Based on Table 1, Yolov5n is a newly announced nano model that is the smallest in the family. It is designed to be used for edge computing, Internet of Things devices, and has support for OpenCV deep neural networks. When saved in INT8 format, it is less than 2.5 MB, and when saved in FP32 format, it is roughly 4 MB. It works wonderfully for applications on mobile devices. Next, Yolov5s is the smallest model in the family and has approximately 7.2 million parameters. It is an excellent choice for performing inference on the CPU because of its tiny size. This is the medium-sized model, Yolov5m, which has a total of 21.2 million different parameters [36]. Due to the fact that it strikes a healthy mix between speed and accuracy, it is possibly the model that is most suited for the majority of datasets and training [37]. Moreover, the Yolov5l model has 46.5 million different parameters and is the largest member of the Yolov5 family. It works wonderfully for datasets in which we need to identify more discrete items. Furthermore, the Yolov5x is the largest of the five models, and it also has the highest mAP value of the five. It is considerably slower than the others and contains 86.7 million parameters [6].

3. Results

3.1. Taiwan Road Marking Sign Dataset (TRMSD)

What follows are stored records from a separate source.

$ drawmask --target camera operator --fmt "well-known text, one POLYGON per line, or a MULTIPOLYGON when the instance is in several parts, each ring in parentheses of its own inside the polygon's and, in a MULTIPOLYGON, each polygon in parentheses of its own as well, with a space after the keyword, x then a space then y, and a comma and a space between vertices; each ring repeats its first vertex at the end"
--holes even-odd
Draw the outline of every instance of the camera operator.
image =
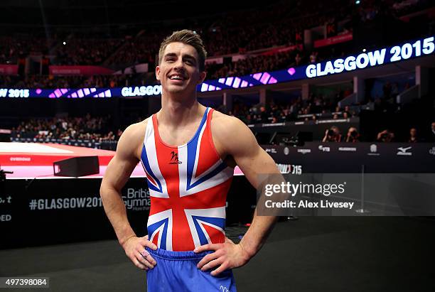
POLYGON ((322 142, 340 142, 341 141, 341 134, 340 129, 333 126, 329 129, 325 131, 325 136, 322 139, 322 142))
POLYGON ((346 142, 355 143, 360 141, 360 134, 357 129, 354 126, 351 126, 348 130, 348 134, 346 135, 346 142))
POLYGON ((392 142, 394 139, 394 134, 388 130, 384 130, 377 134, 377 138, 376 140, 378 142, 392 142))

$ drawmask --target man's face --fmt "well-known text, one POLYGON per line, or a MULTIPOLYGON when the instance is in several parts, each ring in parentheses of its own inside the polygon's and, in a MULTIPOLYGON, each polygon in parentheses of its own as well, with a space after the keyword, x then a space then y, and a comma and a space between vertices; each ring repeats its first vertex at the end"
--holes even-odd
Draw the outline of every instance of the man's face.
POLYGON ((163 52, 161 63, 156 67, 156 77, 168 93, 191 92, 202 83, 205 72, 199 71, 199 56, 193 46, 171 43, 163 52))

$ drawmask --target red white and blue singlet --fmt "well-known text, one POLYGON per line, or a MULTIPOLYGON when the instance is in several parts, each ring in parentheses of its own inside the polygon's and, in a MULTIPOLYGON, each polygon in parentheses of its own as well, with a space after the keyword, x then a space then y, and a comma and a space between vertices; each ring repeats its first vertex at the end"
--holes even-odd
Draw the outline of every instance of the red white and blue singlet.
POLYGON ((178 146, 161 140, 156 114, 148 120, 141 161, 151 197, 149 240, 160 249, 192 251, 225 241, 225 202, 234 169, 215 148, 213 112, 205 109, 193 137, 178 146))

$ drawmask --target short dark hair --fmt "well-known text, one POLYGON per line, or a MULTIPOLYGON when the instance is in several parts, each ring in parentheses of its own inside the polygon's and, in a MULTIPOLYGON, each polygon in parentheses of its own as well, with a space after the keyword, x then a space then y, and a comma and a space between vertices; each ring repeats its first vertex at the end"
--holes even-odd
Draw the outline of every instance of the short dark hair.
POLYGON ((161 63, 163 55, 165 49, 171 43, 180 42, 186 45, 190 45, 195 48, 199 56, 199 70, 204 71, 205 70, 205 58, 207 58, 207 51, 204 47, 203 40, 198 33, 188 29, 174 31, 172 34, 166 37, 160 44, 159 50, 159 64, 161 63))

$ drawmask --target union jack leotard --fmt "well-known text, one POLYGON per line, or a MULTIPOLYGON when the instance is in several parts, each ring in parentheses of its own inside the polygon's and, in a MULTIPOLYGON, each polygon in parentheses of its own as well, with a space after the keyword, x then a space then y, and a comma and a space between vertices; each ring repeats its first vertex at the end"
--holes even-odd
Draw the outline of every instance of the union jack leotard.
POLYGON ((188 143, 160 138, 156 114, 148 120, 141 161, 151 196, 149 239, 162 249, 192 251, 225 241, 225 201, 233 175, 213 144, 207 108, 188 143))

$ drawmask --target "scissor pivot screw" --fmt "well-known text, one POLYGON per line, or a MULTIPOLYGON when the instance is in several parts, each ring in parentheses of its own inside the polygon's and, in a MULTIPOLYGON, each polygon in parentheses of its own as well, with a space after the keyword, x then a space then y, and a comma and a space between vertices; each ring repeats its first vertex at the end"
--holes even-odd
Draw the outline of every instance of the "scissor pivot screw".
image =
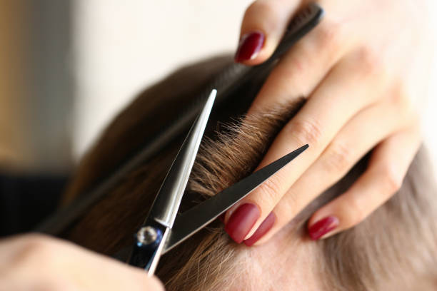
POLYGON ((136 233, 138 241, 143 245, 149 245, 158 238, 158 233, 151 226, 144 226, 136 233))

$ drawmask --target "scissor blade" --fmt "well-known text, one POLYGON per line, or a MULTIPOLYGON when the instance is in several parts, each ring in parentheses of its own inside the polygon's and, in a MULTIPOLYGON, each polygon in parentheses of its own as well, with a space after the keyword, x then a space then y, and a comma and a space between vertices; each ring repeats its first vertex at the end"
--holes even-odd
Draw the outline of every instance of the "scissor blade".
POLYGON ((204 109, 184 141, 158 192, 148 220, 157 221, 167 228, 173 226, 216 93, 215 89, 211 92, 204 109))
POLYGON ((308 148, 308 146, 305 145, 298 148, 178 215, 162 253, 168 252, 213 221, 308 148))

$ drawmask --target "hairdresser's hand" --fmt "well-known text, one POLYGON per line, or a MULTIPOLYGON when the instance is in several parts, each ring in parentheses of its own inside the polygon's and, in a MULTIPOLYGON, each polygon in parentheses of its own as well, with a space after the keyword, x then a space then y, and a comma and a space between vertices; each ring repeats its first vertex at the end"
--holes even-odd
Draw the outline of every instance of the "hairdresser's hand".
MULTIPOLYGON (((254 2, 236 61, 266 60, 306 2, 254 2)), ((367 170, 313 214, 308 232, 319 239, 356 225, 399 189, 421 143, 418 110, 433 51, 426 2, 317 2, 324 19, 282 58, 249 110, 307 98, 259 168, 306 143, 310 148, 226 213, 226 231, 248 245, 271 238, 373 148, 367 170)))
POLYGON ((156 277, 71 243, 36 235, 0 241, 0 291, 164 290, 156 277))

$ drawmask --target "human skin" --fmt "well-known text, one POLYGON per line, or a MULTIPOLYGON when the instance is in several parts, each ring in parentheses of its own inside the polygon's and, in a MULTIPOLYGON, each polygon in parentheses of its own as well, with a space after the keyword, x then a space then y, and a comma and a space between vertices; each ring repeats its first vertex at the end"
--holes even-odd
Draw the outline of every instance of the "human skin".
POLYGON ((0 290, 164 290, 144 271, 42 235, 0 241, 0 290))
MULTIPOLYGON (((243 20, 236 61, 266 60, 293 14, 308 2, 255 1, 243 20)), ((316 2, 324 19, 282 58, 248 113, 308 99, 258 168, 303 144, 310 148, 226 213, 226 230, 237 242, 268 240, 373 149, 367 170, 316 211, 308 228, 316 240, 357 225, 399 189, 421 141, 419 116, 433 46, 426 2, 316 2), (245 219, 249 215, 257 218, 245 219)))

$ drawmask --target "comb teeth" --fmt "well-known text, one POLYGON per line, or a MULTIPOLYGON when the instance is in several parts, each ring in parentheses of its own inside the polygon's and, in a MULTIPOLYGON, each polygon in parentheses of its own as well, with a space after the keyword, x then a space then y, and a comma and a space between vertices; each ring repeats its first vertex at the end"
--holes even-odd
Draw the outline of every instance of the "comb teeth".
POLYGON ((302 25, 309 21, 314 16, 318 11, 321 11, 321 8, 315 3, 310 4, 303 9, 300 11, 292 19, 288 25, 287 30, 289 32, 293 32, 298 30, 302 25))

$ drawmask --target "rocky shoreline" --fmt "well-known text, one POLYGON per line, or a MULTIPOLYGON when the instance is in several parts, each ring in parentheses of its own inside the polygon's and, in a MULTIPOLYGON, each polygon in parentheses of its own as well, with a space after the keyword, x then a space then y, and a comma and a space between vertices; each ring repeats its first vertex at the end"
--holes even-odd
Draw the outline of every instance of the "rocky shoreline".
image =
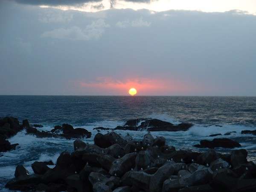
POLYGON ((13 190, 47 192, 256 191, 256 165, 247 161, 245 149, 233 150, 229 154, 214 149, 241 147, 235 141, 227 138, 202 140, 195 146, 209 149, 195 152, 176 150, 166 144, 164 137, 154 138, 150 133, 153 128, 176 131, 179 127, 180 131, 186 131, 188 125, 174 125, 154 119, 129 120, 116 129, 95 128, 98 132, 109 131, 105 134, 98 133, 94 144, 90 144, 79 139, 91 137, 91 133, 85 129, 74 128, 64 124, 49 131, 40 131, 26 119, 20 124, 13 117, 0 119, 0 138, 3 138, 0 150, 6 150, 3 152, 15 149, 7 147, 18 144, 11 144, 6 139, 23 130, 39 138, 77 139, 74 151, 63 151, 54 167, 47 166, 52 165, 52 162, 35 161, 31 166, 34 173, 29 173, 19 165, 14 173, 15 177, 6 187, 13 190), (128 133, 123 136, 114 131, 128 129, 148 133, 138 140, 128 133))

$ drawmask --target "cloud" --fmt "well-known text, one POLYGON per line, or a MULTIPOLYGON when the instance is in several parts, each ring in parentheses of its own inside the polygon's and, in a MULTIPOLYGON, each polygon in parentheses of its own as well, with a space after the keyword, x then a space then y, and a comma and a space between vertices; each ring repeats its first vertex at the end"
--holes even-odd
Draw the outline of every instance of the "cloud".
POLYGON ((68 29, 56 29, 44 32, 41 37, 78 41, 97 40, 102 37, 105 31, 105 28, 109 26, 109 25, 106 24, 104 20, 100 19, 87 25, 84 29, 76 26, 68 29))
POLYGON ((73 15, 68 12, 56 12, 49 10, 45 13, 39 14, 38 20, 45 23, 67 23, 73 19, 73 15))
POLYGON ((113 95, 126 95, 131 87, 135 88, 138 95, 161 95, 166 93, 188 92, 198 89, 195 86, 174 79, 153 79, 139 78, 133 79, 117 79, 108 77, 101 77, 95 81, 75 82, 81 89, 90 90, 91 93, 100 90, 113 95))
POLYGON ((143 20, 142 17, 131 21, 129 20, 118 21, 116 24, 116 26, 121 28, 126 28, 128 27, 148 27, 151 25, 151 22, 143 20))

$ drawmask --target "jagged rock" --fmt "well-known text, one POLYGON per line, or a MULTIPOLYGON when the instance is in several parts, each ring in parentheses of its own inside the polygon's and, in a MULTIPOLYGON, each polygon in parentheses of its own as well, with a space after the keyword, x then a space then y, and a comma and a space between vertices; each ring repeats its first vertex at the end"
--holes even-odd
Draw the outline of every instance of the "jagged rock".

In addition, we carried out this experiment utilizing images obtained from various video and image sources in order to simulate the road marking signs that are used in Taiwan. Eighty percent of images in the dataset are used for training, while the remaining twenty percent are used for validation. Figure 2 shows the Taiwan road marking sign dataset (TRMSD) sample image and Table 2 displays the TRMSD statistics. Furthermore, to prevent an imbalance in the data, we use images with a range of 391–409 for each class. Thus, our dataset consists of 6009 images in total, each with a size of 512 × 288.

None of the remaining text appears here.